Polri akan Selidiki Dugaan Intimidasi Jurnalis oleh Ajudan Kapolri di Semarang

1 day ago 3

TEMPO.CO, Jakarta - Kepolisian Republik Indonesia (Polri) menyatakan akan menyelidiki insiden dugaan intimidasi dan kekerasan terhadap jurnalis oleh ajudan Kepala Kepolisian RI saat peliputan di Stasiun Tawang, Semarang pada Sabtu, 5 April 2025. Mabes Polri menegaskan tidak akan mentoleransi pelanggaran oleh anggotanya jika terbukti bersalah.

Kepala Biro Penerangan Masyarakat Divisi Humas Polri Brigadir Jenderal Trunoyudo Wisnu Andiko, mengungkapkan penyesalan atas insiden tersebut. “Kami sangat menyesalkan jika memang insiden tersebut benar terjadi, di mana yang seharusnya bisa dihindari,” kata Trunoyudo kepada Tempo saat dihubungi Ahad, 6 April 2025.

Baca berita dengan sedikit iklan, klik di sini

Menurut Trunoyudo, situasi lapangan saat itu memang cukup padat, namun aparat tetap wajib menjalankan tugas sesuai prosedur. Ia menuturkan, seharusnya ada standar operasional prosedur atau SOP yang mestinya bisa dijalankan tanpa tindakan secara fisik maupun verbal.

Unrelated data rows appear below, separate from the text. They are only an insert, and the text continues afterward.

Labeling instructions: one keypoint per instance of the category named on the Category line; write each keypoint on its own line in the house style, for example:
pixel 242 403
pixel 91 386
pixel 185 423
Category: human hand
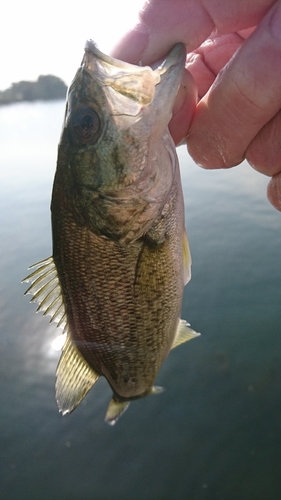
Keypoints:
pixel 238 114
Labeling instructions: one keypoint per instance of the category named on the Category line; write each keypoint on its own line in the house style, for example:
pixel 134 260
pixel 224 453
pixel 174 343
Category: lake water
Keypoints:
pixel 215 433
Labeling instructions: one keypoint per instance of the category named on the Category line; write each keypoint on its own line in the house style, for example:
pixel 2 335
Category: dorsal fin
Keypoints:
pixel 75 377
pixel 184 333
pixel 46 290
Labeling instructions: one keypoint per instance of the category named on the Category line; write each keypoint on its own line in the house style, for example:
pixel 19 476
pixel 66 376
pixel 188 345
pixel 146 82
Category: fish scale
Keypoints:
pixel 120 252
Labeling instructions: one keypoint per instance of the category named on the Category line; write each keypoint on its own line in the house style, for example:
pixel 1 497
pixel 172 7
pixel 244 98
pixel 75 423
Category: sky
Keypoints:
pixel 40 38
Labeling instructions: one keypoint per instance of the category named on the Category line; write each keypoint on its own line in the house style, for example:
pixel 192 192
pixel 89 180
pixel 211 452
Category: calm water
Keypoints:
pixel 215 433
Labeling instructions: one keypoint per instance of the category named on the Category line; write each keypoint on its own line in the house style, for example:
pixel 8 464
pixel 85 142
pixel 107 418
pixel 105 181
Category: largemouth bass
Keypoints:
pixel 120 252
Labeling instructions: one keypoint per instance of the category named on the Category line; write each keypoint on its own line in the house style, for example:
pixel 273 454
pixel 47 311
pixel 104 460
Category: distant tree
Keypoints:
pixel 47 87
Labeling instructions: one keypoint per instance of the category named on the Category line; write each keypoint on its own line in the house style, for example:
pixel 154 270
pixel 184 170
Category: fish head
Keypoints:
pixel 116 157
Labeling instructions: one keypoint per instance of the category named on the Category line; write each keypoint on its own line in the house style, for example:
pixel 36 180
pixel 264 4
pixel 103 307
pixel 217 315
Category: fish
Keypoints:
pixel 121 257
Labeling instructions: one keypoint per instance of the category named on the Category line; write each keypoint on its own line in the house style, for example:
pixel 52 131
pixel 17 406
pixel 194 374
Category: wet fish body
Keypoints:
pixel 120 252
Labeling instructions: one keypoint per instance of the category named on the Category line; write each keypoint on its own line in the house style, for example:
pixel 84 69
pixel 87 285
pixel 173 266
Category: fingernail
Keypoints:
pixel 274 191
pixel 133 45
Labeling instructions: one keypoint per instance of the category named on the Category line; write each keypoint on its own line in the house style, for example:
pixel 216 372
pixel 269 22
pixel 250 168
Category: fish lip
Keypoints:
pixel 176 56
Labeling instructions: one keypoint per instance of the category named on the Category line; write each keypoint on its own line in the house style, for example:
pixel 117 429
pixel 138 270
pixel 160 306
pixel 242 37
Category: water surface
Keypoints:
pixel 215 433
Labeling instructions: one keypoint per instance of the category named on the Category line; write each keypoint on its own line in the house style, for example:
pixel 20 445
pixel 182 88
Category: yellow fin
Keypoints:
pixel 184 333
pixel 74 377
pixel 46 290
pixel 156 390
pixel 186 259
pixel 115 410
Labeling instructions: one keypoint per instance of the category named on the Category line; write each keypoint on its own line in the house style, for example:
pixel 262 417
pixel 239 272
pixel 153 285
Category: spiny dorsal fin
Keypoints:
pixel 74 377
pixel 46 290
pixel 115 410
pixel 186 259
pixel 184 333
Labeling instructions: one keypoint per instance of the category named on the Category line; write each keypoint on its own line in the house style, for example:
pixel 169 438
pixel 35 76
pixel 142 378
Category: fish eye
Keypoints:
pixel 86 124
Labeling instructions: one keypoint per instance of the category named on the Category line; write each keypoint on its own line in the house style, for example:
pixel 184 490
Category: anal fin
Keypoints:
pixel 115 410
pixel 74 377
pixel 184 333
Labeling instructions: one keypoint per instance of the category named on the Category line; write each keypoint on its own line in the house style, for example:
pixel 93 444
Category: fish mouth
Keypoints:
pixel 138 83
pixel 176 56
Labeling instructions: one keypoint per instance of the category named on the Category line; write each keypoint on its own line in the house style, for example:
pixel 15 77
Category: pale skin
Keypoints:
pixel 229 104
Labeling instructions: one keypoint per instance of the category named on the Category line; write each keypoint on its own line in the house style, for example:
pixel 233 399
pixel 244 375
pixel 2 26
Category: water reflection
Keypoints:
pixel 215 432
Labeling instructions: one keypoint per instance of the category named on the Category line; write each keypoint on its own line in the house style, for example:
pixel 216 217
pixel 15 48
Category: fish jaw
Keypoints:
pixel 119 177
pixel 118 223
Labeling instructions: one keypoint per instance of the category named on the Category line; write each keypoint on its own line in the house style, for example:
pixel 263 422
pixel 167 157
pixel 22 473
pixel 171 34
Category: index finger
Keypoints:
pixel 163 23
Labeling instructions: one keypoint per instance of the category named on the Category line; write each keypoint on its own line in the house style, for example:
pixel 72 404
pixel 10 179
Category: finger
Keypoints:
pixel 164 23
pixel 244 97
pixel 264 152
pixel 205 62
pixel 274 191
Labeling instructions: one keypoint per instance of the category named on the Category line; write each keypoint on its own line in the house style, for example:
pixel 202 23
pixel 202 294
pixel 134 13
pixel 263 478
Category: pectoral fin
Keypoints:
pixel 186 259
pixel 74 377
pixel 184 333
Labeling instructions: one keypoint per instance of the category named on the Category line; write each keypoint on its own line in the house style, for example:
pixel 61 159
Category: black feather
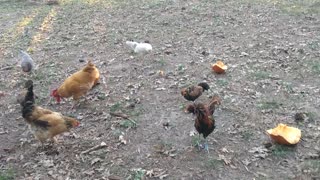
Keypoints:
pixel 41 123
pixel 28 103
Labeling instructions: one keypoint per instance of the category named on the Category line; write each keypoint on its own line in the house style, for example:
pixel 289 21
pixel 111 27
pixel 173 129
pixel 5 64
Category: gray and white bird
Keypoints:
pixel 27 63
pixel 139 47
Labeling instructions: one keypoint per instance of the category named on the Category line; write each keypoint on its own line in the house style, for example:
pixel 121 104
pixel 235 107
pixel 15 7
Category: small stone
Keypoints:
pixel 299 117
pixel 166 124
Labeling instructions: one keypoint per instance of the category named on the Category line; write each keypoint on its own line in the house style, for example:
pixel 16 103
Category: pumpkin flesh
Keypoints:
pixel 284 134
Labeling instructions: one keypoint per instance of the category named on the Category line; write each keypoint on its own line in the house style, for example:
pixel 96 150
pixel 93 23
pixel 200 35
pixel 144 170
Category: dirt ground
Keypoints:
pixel 272 49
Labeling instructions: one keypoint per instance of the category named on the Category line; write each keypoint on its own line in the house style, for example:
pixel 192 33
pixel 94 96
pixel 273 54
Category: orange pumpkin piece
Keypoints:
pixel 219 67
pixel 284 134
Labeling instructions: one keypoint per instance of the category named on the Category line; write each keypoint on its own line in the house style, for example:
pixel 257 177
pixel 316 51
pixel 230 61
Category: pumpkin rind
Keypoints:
pixel 284 134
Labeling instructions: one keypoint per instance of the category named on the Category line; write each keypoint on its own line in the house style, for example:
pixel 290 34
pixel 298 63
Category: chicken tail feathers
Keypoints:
pixel 204 85
pixel 28 103
pixel 214 101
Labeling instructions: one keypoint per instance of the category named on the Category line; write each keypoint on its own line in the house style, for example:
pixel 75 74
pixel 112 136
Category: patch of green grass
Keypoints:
pixel 222 82
pixel 260 75
pixel 282 150
pixel 315 67
pixel 293 7
pixel 213 163
pixel 7 174
pixel 269 105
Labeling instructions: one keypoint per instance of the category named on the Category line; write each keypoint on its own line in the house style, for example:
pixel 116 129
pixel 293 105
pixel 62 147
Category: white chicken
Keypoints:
pixel 27 63
pixel 139 47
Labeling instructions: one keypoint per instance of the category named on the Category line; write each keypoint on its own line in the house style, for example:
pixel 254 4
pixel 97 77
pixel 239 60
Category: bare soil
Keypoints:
pixel 272 49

Saat ini, lanjut dia, Polri tengah mengumpulkan informasi dari tim pengamanan Kapolri yang berada di lokasi saat kejadian. “Apabila ditemukan adanya pelanggaran, tentu kami tidak akan segan untuk menjatuhkan sanksi sesuai dengan peraturan yang berlaku,” katanya.

Ajudan Kepala Kepolisian Republik Indonesia diduga melakukan kekerasan terhadap jurnalis di Kota Semarang. Peristiwa itu terjadi ketika Kapolri Jenderal Listyo Sigit Prabowo meninjau arus balik di Stasiun Tawang Semarang pada Sabtu, 5 April 2025.

Awalnya sejumlah jurnalis merekam momen Listyo menyapa calon penumpang kereta api. Kemudian ajudan Listyo meminta para jurnalis mundur menjauh. "Dengan cara mendorong dengan cukup kasar," kata Ketua Pewarta Foto Indonesia Semarang, Dhana Kencana, melalui siaran tertulis, Ahad, 6 April 2025.

Seorang pewarta foto dari Kantor Berita Antara Foto, Makna Zaezar, lantas menyingkir dari lokasi tersebut menuju sekitar peron. Kemudian seorang ajudan Listyo datang menghampirinya. "Sesampainya di situ, ajudan tersebut menghampiri Makna kemudian melakukan kekerasan dengan cara memukul kepala Makna," ujarnya. Kekerasan fisik juga dialami sejumlah jurnalis lain.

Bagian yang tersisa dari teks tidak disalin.